Recent kernel works fine. Thank you.
Sorry, my previous report was not correct. It seems that this problem is still present in debien's 2.6.8-3-686 kernel. I do not test newer vanilla kernel such as 2.6.17.
It'd be interesting to get results from 2.6.17, as 2.6.8 was released on August 2004
I tested 2.6.17 on uni processer PC. This kernel also has this problem.
:/ CC'ing Ingo Molnar
We simulated the above given situation using lockf and fcntl functions to aquire locks on files by threads on 2.6.17.6 kernel on i386 arch. We found that lockf generates error EDEADLK which tells that : The command was T_LOCK and this lock operation would cause a deadlock. Hence the deadlock situation is already handled in this case. Also while debugging we found that the 'posix_locks_deadlock()' function is not looping infinitely. Regards, Tanmay and Pranav (Calsoftinc, India)

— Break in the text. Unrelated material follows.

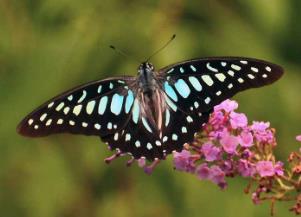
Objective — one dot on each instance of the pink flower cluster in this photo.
(229, 146)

i-sakamoto, are you still having locking problem with recent kernels? #7 from Tinmay suggested that the problem was supposedly fixed. Thanks.
Created attachment 13337 [details] fix infinite loop in posix_locks_deadlock The attached patch should address the infinite loop which can be hit in the case described above; submitted for 2.6.24 and 2.6.23.x. The problem is that (as noted in the comment above posix_locks_deadlock()), the loop there only terminates if the existing lock dependency graph only terminates if the existing lock dependency graph is acyclic. But the posix_locks_deadlock() function is only guaranteed to detect (and prevent) such cycles if each node of that graph has outdegree 1. In the example above, the node corresponding to lock owner A has outdegree 2 (because it's blocking on two locks at once--something not possible in the presence only of traditional posix processes)--so posix_locks_deadlock() misses the cycle that's created at step 6, which allows it to go into an infinite loop when it's called again at step 9.
It looks like the code was commited (and later reworked further). Closing the bug, thanks.